It's found by following a relatively simple math formula. But in the end, it's still only 2D and flat - there's no depth, shadows, perspective, or light sourcing. What we have featured in this article is a potential 3D version of the same fractal. For the impatient, you can skip to the nice pics, but the below makes an interesting read (with a little math as well for the curious).
What's the formula of this thing?
There are a few subtle variations, which mostly end up producing the same kind of incredible detail. Listed below is one version. Similar to the original 2D Mandelbrot, the 3D formula is defined by:
z -> z^n + c
...but where 'z' and 'c' are hypercomplex ('triplex') numbers, representing Cartesian x, y, and z coordinates. The exponentiation term can be defined by:
[x,y,z]^n = r^n [ sin(theta*n) * cos(phi*n) , sin(theta*n) * sin(phi*n) , cos(theta*n) ]
...where:
r = sqrt(x^2 + y^2 + z^2)
theta = atan2( sqrt(x^2+y^2), z )
phi = atan2(y,x)
And the addition term in z -> z^n + c is similar to standard complex addition, and is simply defined by:
[x,y,z]+[a,b,c] = [x+a, y+b, z+c]
The rest of the algorithm is similar to the 2D Mandelbrot!

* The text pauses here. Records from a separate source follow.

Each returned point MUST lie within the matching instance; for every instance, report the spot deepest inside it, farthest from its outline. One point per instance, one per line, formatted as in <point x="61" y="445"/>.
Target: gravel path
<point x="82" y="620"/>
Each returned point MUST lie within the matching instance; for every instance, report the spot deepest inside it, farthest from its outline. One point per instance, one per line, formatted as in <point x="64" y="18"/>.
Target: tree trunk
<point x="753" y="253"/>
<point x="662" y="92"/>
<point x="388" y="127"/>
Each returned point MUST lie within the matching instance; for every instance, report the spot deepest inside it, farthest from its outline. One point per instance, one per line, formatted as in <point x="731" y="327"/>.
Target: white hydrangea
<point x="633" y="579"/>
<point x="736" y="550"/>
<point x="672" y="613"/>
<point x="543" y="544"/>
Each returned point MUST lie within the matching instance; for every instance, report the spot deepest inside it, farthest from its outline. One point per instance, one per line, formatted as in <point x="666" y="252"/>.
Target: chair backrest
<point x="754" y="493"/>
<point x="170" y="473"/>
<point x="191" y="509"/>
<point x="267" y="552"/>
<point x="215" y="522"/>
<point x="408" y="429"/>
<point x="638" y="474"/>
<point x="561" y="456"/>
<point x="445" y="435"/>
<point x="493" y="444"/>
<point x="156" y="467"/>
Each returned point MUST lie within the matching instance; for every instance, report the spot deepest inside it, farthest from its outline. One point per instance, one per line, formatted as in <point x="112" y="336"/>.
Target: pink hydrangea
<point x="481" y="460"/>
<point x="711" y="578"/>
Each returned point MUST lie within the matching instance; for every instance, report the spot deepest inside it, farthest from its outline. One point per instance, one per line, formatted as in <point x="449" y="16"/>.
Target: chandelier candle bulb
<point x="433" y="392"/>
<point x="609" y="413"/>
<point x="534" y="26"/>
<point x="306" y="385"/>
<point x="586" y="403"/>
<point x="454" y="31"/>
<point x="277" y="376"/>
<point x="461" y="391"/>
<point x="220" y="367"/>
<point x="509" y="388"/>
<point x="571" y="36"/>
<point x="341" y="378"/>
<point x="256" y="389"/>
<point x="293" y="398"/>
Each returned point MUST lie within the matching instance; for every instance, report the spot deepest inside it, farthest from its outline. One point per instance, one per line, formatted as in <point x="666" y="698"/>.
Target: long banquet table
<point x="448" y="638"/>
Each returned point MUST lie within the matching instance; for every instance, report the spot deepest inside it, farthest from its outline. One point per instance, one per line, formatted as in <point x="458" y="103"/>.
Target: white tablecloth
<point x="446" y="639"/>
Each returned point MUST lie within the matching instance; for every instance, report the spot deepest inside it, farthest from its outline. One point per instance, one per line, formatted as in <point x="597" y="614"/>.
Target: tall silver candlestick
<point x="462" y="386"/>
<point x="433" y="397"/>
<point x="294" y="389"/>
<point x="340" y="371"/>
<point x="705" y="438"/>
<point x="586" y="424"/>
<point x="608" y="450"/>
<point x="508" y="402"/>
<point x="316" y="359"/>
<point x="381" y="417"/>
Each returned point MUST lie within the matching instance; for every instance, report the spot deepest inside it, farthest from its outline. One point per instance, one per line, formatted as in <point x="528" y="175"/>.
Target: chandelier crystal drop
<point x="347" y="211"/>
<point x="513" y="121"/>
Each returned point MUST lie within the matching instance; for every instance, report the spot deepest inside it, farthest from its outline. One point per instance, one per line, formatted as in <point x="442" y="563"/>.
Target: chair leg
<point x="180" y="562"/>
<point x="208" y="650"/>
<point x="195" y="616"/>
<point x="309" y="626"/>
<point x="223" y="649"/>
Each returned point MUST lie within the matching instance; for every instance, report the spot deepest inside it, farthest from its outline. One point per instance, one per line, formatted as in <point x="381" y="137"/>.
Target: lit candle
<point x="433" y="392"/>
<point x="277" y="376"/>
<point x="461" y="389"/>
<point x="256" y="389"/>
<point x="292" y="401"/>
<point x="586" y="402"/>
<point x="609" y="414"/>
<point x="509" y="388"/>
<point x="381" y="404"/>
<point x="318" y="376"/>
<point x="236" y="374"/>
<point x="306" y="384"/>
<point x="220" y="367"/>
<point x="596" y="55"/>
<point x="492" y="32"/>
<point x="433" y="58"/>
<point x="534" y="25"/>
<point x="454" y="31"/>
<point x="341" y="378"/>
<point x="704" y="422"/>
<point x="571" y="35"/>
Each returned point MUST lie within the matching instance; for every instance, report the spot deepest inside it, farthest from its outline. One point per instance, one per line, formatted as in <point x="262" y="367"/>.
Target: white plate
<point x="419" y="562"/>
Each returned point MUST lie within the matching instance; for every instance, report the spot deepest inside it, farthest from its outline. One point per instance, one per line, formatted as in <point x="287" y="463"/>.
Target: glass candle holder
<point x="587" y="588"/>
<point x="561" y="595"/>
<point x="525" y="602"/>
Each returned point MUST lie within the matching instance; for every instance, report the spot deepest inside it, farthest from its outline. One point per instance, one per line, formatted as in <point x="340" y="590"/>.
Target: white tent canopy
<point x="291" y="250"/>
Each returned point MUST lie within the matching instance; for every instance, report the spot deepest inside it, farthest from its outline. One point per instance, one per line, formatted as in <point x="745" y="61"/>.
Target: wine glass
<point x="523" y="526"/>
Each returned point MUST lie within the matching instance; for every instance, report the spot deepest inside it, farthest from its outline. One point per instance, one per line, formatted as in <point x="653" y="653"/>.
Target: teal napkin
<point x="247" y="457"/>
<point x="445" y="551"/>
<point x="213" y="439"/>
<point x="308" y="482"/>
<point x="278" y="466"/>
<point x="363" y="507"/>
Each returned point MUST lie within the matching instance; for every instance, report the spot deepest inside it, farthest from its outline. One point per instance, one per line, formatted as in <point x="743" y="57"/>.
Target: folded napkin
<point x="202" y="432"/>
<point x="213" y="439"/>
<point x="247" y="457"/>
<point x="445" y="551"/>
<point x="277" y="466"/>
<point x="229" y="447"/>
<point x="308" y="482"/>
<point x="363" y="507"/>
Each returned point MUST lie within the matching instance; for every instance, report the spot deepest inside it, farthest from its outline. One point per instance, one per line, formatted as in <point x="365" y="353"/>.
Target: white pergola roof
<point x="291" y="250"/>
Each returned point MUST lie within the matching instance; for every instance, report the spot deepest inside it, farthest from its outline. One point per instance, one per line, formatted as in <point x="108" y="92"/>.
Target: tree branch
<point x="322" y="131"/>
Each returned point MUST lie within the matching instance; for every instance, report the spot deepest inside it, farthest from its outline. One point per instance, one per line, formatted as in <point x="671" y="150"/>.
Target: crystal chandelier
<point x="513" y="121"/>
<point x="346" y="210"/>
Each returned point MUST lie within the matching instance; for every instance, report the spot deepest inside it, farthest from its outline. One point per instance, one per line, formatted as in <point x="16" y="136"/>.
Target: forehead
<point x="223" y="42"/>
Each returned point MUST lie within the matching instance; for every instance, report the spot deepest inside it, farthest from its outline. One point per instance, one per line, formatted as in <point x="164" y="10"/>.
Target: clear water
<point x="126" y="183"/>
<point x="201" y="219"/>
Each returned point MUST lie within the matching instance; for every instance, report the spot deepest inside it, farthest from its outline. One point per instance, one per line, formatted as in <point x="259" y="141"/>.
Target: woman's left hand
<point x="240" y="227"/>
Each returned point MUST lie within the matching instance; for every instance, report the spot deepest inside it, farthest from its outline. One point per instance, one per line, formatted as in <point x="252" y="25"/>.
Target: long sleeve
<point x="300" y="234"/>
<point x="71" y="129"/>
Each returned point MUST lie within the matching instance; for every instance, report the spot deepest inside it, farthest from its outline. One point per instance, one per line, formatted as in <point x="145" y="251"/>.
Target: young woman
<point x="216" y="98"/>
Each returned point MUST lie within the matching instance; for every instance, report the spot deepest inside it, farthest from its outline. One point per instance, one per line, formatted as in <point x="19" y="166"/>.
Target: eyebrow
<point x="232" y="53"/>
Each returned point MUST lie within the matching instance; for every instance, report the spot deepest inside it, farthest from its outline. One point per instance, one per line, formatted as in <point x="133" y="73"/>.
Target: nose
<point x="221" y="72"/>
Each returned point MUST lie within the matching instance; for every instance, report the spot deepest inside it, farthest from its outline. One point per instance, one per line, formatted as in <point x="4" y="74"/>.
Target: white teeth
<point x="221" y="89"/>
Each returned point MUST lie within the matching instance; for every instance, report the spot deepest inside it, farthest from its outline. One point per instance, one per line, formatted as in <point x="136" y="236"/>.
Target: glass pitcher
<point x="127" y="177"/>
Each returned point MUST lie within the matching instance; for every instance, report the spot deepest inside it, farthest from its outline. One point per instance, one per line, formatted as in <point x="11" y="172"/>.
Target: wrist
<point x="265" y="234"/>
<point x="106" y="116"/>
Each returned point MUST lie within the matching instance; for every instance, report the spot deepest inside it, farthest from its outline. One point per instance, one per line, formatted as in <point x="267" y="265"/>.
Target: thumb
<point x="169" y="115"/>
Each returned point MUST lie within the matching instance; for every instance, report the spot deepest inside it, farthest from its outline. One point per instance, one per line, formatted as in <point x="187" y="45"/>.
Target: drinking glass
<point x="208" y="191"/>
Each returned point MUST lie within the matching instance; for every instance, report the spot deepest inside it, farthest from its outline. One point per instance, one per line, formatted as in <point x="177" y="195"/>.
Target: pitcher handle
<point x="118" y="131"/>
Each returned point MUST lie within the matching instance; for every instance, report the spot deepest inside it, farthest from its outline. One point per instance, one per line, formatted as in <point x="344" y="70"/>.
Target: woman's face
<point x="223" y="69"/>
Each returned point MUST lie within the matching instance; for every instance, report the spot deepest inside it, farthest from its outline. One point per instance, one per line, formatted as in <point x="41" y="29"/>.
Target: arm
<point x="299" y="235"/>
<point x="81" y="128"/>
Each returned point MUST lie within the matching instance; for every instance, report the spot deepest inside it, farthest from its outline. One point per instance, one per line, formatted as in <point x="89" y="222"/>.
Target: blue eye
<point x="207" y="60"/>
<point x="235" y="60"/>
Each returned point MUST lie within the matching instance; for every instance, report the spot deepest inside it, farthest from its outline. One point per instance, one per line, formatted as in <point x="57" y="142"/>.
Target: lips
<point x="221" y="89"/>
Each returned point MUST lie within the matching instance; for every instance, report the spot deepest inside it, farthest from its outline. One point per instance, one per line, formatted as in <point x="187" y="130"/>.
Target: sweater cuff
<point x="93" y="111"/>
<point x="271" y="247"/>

Here is some pseudo code of the above:
r = sqrt(x*x + y*y + z*z )
theta = atan2(sqrt(x*x + y*y) , z)
phi = atan2(y,x)
newx = r^n * sin(theta*n) * cos(phi*n)
newy = r^n * sin(theta*n) * sin(phi*n)
newz = r^n * cos(theta*n)
...where n is the order of the 3D Mandelbulb. Use n=8 to find the exact object in this article.